Getting a college degree takes a great deal of time, money, and effort. So imagine that someone tells you that you can get a degree in just a year or even a few months, or that it won’t cost nearly as much as you think. Or imagine that someone promises you that you can obtain a degree just by continuing in your current job.
Sounds tempting, right? Not so fast. Fake college degree scams, sometimes known as “diploma mill scams,” are everywhere, and they can take up a lot of your money and time if you’re not careful.
It’s important that any institution of higher education you attend is reputable, legitimate, and accredited. Read on to learn more about how to evaluate a potential college or university and make sure that you get a quality education in return for your hard-earned tuition money.
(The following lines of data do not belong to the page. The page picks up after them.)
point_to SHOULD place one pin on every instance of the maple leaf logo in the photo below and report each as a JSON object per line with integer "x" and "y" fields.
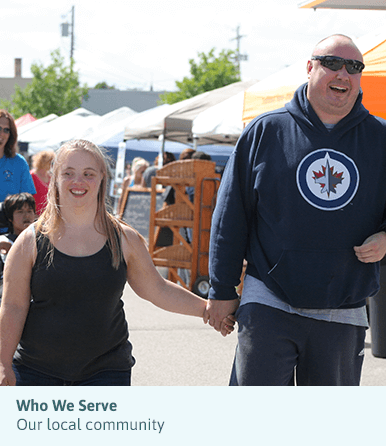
{"x": 327, "y": 178}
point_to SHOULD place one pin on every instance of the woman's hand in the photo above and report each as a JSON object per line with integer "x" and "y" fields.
{"x": 7, "y": 376}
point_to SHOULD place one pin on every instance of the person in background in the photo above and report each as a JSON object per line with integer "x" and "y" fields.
{"x": 151, "y": 170}
{"x": 303, "y": 200}
{"x": 62, "y": 320}
{"x": 20, "y": 212}
{"x": 138, "y": 168}
{"x": 41, "y": 174}
{"x": 186, "y": 154}
{"x": 14, "y": 171}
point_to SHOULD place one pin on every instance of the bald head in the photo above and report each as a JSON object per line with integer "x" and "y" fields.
{"x": 333, "y": 92}
{"x": 329, "y": 46}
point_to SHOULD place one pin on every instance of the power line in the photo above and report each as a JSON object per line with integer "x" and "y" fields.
{"x": 239, "y": 57}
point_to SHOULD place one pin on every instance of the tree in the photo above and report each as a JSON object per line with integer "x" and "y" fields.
{"x": 209, "y": 73}
{"x": 54, "y": 89}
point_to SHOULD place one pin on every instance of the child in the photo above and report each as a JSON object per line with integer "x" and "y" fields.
{"x": 20, "y": 211}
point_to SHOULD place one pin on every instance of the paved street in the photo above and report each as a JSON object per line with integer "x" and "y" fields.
{"x": 177, "y": 350}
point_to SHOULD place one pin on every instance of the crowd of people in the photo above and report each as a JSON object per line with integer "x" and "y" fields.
{"x": 301, "y": 206}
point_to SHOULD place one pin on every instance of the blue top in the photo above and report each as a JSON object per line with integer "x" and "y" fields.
{"x": 15, "y": 177}
{"x": 294, "y": 200}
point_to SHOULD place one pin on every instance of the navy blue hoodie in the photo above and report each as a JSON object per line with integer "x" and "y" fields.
{"x": 294, "y": 200}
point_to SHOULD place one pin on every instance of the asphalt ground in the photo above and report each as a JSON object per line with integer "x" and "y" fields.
{"x": 177, "y": 350}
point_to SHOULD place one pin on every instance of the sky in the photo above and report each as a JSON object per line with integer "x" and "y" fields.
{"x": 143, "y": 44}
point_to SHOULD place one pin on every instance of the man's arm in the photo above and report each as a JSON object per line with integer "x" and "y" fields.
{"x": 373, "y": 248}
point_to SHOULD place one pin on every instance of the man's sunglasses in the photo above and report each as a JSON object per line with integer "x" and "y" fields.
{"x": 335, "y": 63}
{"x": 6, "y": 130}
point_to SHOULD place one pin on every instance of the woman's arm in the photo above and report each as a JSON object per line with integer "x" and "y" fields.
{"x": 15, "y": 301}
{"x": 147, "y": 283}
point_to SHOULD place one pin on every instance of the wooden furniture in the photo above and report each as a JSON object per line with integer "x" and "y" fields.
{"x": 183, "y": 214}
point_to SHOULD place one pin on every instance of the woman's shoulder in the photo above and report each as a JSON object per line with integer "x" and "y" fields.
{"x": 25, "y": 245}
{"x": 131, "y": 239}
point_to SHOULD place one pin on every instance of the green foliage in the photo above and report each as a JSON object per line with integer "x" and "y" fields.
{"x": 54, "y": 89}
{"x": 103, "y": 86}
{"x": 209, "y": 73}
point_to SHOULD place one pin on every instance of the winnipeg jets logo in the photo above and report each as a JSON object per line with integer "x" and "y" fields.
{"x": 327, "y": 179}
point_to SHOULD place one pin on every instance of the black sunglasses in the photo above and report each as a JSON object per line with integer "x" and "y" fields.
{"x": 6, "y": 130}
{"x": 335, "y": 63}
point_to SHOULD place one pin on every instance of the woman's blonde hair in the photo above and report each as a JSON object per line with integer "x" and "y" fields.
{"x": 105, "y": 223}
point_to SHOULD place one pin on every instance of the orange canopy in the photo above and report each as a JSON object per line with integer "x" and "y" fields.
{"x": 265, "y": 96}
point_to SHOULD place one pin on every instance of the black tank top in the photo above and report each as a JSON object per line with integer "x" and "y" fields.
{"x": 76, "y": 324}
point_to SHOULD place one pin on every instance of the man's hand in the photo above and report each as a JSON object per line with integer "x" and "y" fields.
{"x": 373, "y": 248}
{"x": 218, "y": 310}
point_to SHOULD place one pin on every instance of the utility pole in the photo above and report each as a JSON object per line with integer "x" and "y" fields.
{"x": 65, "y": 26}
{"x": 239, "y": 57}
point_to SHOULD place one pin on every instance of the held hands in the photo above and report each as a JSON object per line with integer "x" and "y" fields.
{"x": 219, "y": 314}
{"x": 373, "y": 248}
{"x": 7, "y": 376}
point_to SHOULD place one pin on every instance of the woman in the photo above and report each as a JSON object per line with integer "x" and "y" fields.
{"x": 14, "y": 170}
{"x": 75, "y": 266}
{"x": 41, "y": 174}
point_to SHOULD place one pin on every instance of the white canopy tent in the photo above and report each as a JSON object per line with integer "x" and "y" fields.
{"x": 109, "y": 125}
{"x": 52, "y": 134}
{"x": 175, "y": 121}
{"x": 32, "y": 125}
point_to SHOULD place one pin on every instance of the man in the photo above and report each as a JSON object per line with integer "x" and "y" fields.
{"x": 303, "y": 200}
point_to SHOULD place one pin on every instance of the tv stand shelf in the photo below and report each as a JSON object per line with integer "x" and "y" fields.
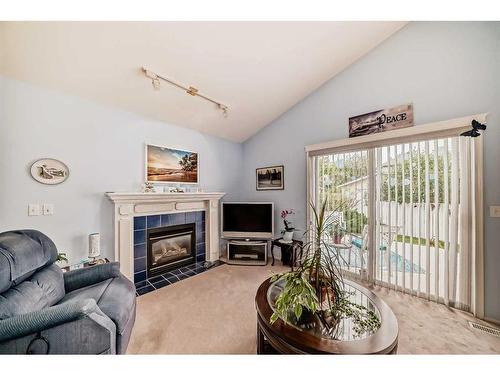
{"x": 247, "y": 252}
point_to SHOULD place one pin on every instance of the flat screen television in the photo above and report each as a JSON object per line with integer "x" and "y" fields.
{"x": 248, "y": 220}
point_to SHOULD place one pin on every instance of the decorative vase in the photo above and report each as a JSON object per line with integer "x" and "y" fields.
{"x": 288, "y": 235}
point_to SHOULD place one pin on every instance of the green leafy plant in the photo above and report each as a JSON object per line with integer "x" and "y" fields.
{"x": 317, "y": 285}
{"x": 297, "y": 295}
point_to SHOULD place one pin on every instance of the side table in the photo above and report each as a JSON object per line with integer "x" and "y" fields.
{"x": 288, "y": 251}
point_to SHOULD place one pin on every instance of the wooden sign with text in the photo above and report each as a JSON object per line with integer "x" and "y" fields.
{"x": 381, "y": 120}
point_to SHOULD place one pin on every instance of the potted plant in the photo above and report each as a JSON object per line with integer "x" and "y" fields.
{"x": 315, "y": 290}
{"x": 288, "y": 231}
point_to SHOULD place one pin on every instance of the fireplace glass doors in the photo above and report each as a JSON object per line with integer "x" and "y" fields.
{"x": 170, "y": 247}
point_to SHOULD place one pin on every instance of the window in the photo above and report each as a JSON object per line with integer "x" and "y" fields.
{"x": 406, "y": 209}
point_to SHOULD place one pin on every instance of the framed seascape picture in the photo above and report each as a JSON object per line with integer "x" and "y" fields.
{"x": 270, "y": 178}
{"x": 170, "y": 165}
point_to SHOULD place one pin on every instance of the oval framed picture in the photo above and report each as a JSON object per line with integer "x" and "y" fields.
{"x": 49, "y": 171}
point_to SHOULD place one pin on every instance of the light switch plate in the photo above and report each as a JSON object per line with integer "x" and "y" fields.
{"x": 48, "y": 209}
{"x": 495, "y": 211}
{"x": 34, "y": 209}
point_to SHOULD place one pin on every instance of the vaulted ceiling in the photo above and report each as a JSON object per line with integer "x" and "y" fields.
{"x": 258, "y": 69}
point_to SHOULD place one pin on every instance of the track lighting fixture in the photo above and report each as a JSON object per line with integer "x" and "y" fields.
{"x": 193, "y": 91}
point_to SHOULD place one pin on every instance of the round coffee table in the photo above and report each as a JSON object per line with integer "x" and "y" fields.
{"x": 314, "y": 337}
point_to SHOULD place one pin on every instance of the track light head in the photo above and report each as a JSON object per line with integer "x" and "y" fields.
{"x": 156, "y": 83}
{"x": 477, "y": 125}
Are you wondering, “Is this college degree fake?” There are a few key ways to tell whether or not a college is legitimate.
Firstly, you should take a look at the college’s claims. Ever heard the saying, “If it sounds too good to be true, it probably is?” Earning a college degree takes time and hard work. If the school’s admissions officers are promising you the world on a string, it’s probably not true.
If you’re expected to graduate in a year or a matter of months, or if the school claims that you can get into a graduate degree program without any relevant background or training, proceed with caution.
It’s also important to note what the curriculum will include. Online colleges can be just as legitimate as brick-and-mortar ones, but not if they don’t involve in-depth, intensive instruction.
Pushy, aggressive sales tactics are also a red flag. Accredited, respectable schools don’t need to sell you on their school in an aggressive manner. If you’re getting constant calls from a school or they’re asking you to provide personal information, hang up the phone. It’s a college degree scam.
You might be falling prey to a fake college degree scam if the school asks you to pay all fees and tuition upfront. Most legitimate schools ask you to pay by the credit hour or per class, not all at once.
Most importantly, check to see if a given college or university is nonprofit or for-profit. For-profit schools are often scams and have lower admissions standards than nonprofit schools on average. They may be appropriately accredited, but they are often less respected and may accept just about anyone who is willing to fork over the cash.
Additionally, to avoid a diploma mill scam, check to make sure the school you’re investigating is properly accredited, both regionally and nationally. Look into their professors and instructors as well to make sure that they have been properly educated in a relevant field.
Contact the Federal Trade Commission (FTC) if you think a college degree scam is underway.